Positive Considerations: Intuit's software products have become household names: Quicken for managing personal finances, TurboTax for preparing tax returns, and QuickBooks for small-business accounting. Years ago, Microsoft tried to buy the firm, but it was blocked for antitrust purposes. Too bad for Microsoft. Intuit dominates its core markets and rewards shareholders through generous stock buybacks. Right now, Intuit is branching out into the small-business market and credit card processing space while still enjoying the benefits of high switching costs. With Intuit's base of users so wide, we find it highly unlikely for a challenger to step in and usurp Intuit's niche.
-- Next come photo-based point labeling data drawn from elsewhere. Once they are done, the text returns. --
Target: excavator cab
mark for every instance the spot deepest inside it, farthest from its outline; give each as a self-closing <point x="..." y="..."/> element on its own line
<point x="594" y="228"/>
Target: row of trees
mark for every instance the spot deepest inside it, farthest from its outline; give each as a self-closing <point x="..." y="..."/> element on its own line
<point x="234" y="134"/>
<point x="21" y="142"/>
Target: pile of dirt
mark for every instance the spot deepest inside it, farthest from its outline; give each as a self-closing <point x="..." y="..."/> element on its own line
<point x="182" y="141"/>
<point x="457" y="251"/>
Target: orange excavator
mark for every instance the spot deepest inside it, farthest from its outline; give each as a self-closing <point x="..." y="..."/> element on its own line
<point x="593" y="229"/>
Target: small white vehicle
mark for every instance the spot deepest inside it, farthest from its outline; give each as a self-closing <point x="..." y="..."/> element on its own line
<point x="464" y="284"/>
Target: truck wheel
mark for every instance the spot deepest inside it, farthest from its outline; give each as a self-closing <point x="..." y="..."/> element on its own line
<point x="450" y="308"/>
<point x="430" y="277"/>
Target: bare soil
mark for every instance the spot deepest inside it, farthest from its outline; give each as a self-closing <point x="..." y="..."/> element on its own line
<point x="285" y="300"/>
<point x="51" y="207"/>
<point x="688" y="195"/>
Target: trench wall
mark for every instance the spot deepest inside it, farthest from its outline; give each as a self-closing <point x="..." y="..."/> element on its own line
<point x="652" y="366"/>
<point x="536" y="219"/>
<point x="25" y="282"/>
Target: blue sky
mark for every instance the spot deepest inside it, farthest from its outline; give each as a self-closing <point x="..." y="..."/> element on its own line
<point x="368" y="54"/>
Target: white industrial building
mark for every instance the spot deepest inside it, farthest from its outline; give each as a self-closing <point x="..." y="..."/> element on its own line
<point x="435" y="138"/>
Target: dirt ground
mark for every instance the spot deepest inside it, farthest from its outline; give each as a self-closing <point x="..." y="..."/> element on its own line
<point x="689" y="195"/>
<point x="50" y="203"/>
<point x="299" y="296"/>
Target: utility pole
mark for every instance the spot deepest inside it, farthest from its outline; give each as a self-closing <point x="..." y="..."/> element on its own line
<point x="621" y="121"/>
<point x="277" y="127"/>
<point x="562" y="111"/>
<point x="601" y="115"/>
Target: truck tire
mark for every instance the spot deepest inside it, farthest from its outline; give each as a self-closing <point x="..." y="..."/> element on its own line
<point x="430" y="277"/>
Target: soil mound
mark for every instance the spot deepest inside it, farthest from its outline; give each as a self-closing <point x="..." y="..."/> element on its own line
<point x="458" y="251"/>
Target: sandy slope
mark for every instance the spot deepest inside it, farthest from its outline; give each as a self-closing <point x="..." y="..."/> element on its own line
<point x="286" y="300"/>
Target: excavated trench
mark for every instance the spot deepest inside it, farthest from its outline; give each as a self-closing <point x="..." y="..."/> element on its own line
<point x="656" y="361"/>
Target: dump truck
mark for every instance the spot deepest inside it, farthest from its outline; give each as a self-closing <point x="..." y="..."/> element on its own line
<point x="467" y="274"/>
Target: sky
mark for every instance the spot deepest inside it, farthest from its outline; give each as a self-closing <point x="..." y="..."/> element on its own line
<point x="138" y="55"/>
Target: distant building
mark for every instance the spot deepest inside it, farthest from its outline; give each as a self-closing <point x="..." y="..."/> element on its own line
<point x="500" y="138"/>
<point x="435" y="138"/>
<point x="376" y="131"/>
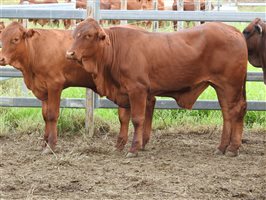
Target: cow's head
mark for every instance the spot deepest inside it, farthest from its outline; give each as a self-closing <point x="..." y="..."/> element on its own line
<point x="14" y="38"/>
<point x="89" y="40"/>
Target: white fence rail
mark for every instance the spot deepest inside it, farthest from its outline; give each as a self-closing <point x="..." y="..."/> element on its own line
<point x="27" y="11"/>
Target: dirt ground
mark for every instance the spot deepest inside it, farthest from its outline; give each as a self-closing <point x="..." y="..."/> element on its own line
<point x="177" y="164"/>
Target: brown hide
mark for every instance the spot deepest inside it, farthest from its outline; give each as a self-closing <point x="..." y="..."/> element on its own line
<point x="255" y="34"/>
<point x="129" y="66"/>
<point x="40" y="55"/>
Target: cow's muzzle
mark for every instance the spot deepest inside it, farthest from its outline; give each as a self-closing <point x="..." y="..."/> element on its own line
<point x="3" y="61"/>
<point x="71" y="55"/>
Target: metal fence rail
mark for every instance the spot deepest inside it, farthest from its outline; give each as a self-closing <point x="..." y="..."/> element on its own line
<point x="67" y="13"/>
<point x="152" y="15"/>
<point x="11" y="72"/>
<point x="105" y="103"/>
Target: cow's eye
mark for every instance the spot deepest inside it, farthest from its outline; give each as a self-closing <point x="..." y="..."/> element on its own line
<point x="88" y="36"/>
<point x="246" y="32"/>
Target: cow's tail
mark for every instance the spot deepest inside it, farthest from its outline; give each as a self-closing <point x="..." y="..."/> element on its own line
<point x="244" y="88"/>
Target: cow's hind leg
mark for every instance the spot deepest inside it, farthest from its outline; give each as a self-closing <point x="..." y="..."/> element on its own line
<point x="233" y="104"/>
<point x="138" y="99"/>
<point x="124" y="118"/>
<point x="51" y="117"/>
<point x="148" y="121"/>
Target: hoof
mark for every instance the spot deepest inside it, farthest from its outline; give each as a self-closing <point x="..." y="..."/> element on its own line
<point x="218" y="152"/>
<point x="47" y="151"/>
<point x="131" y="155"/>
<point x="231" y="153"/>
<point x="120" y="147"/>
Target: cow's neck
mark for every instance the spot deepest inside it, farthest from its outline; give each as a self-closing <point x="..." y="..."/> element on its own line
<point x="107" y="72"/>
<point x="23" y="63"/>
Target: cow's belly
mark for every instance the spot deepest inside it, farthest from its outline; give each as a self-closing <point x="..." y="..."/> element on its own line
<point x="39" y="89"/>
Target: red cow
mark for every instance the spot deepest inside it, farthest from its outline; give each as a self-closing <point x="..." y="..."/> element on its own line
<point x="255" y="34"/>
<point x="40" y="55"/>
<point x="130" y="66"/>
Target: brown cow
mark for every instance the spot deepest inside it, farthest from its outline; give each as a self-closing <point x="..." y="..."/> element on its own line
<point x="2" y="26"/>
<point x="255" y="34"/>
<point x="82" y="4"/>
<point x="189" y="6"/>
<point x="129" y="66"/>
<point x="40" y="55"/>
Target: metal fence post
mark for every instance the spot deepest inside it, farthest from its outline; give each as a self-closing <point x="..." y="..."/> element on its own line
<point x="89" y="120"/>
<point x="180" y="7"/>
<point x="24" y="89"/>
<point x="208" y="4"/>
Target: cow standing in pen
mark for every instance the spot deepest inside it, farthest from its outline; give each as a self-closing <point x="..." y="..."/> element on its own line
<point x="130" y="67"/>
<point x="255" y="34"/>
<point x="40" y="55"/>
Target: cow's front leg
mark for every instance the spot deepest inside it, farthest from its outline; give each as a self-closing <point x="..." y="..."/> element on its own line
<point x="138" y="99"/>
<point x="50" y="114"/>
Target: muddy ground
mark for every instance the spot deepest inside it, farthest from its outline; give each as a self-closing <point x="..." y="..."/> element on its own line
<point x="177" y="164"/>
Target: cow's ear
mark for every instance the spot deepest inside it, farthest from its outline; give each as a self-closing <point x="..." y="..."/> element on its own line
<point x="104" y="37"/>
<point x="29" y="33"/>
<point x="258" y="28"/>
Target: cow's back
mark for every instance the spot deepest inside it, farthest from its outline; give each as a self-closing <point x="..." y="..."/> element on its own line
<point x="184" y="57"/>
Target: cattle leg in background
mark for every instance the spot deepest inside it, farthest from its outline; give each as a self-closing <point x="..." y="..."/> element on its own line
<point x="124" y="118"/>
<point x="255" y="35"/>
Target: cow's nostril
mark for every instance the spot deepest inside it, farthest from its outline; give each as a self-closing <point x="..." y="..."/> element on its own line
<point x="70" y="53"/>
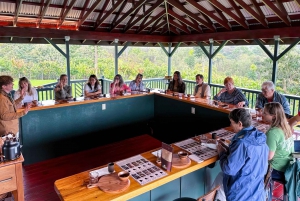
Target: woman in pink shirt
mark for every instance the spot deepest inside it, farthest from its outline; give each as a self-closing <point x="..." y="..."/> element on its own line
<point x="118" y="86"/>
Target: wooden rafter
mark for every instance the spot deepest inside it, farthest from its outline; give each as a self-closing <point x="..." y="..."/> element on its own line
<point x="102" y="11"/>
<point x="108" y="13"/>
<point x="157" y="17"/>
<point x="220" y="13"/>
<point x="64" y="6"/>
<point x="134" y="15"/>
<point x="137" y="6"/>
<point x="179" y="26"/>
<point x="209" y="14"/>
<point x="86" y="15"/>
<point x="87" y="2"/>
<point x="43" y="12"/>
<point x="71" y="5"/>
<point x="237" y="9"/>
<point x="119" y="12"/>
<point x="190" y="14"/>
<point x="185" y="21"/>
<point x="146" y="14"/>
<point x="17" y="11"/>
<point x="282" y="14"/>
<point x="257" y="8"/>
<point x="252" y="12"/>
<point x="156" y="27"/>
<point x="174" y="30"/>
<point x="239" y="20"/>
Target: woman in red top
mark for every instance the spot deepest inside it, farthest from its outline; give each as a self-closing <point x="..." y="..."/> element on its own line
<point x="118" y="86"/>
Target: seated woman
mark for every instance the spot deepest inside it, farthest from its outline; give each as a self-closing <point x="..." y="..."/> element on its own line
<point x="279" y="139"/>
<point x="62" y="90"/>
<point x="118" y="86"/>
<point x="244" y="163"/>
<point x="230" y="94"/>
<point x="177" y="85"/>
<point x="137" y="84"/>
<point x="26" y="92"/>
<point x="92" y="88"/>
Intuit generates a ton of cash, holds little debt, and still remains run by visionary founder Steve Cook.

Valuation Analysts expect EPS to jump 16% in 2006 and 13% in 2007. At 23 x trailing 12 month earnings and 16 x forward earnings, INTU looks fairly priced to us. We'd await a pullback and one or two quarterly updates regarding Intuit's success (or lack thereof) in the crowded payroll-processing segment before picking up shares.

Risks: Intuit's best days are probably behind them, but the name should grab your attention on a pullback. Intuit is a classic growth story whose success is driven by an impressive competitive advantage that stymies imitators while piling up value for long-term shareholders. That said, we're not terribly excited about INTU's foray into the payroll processing segment, which is highly competitive and spotted with formidable contenders, like Paychex (NASDAQ:PAYX). Paychex enjoys 38% operating margins and a clean balance sheet. Rival H&R Block (NYSE:HRB), albeit more leveraged than INTU, could rack up shares in the small business segment faster than most people think. We'd follow both rivals like a hawk.

The Bottom Line: Intuit holds at least 70% market share in all 3 of its core markets. By pursuing new growth opportunities while defending its key segments, Intuit should continue to grow sales at a high single digit pace and reward investors with stock repurchases and dividend hikes. It is highly likely that Intuit will also use excess cash to make some smaller acquisitions in the near future (several people on the Street have already labeled Checkfree (CKFR), which does online billing processing, "acquisition meat.") In a word, if you can find us a company that'll replace Intuit in the next 5 years, please let us know. Until then, this company has all our respect.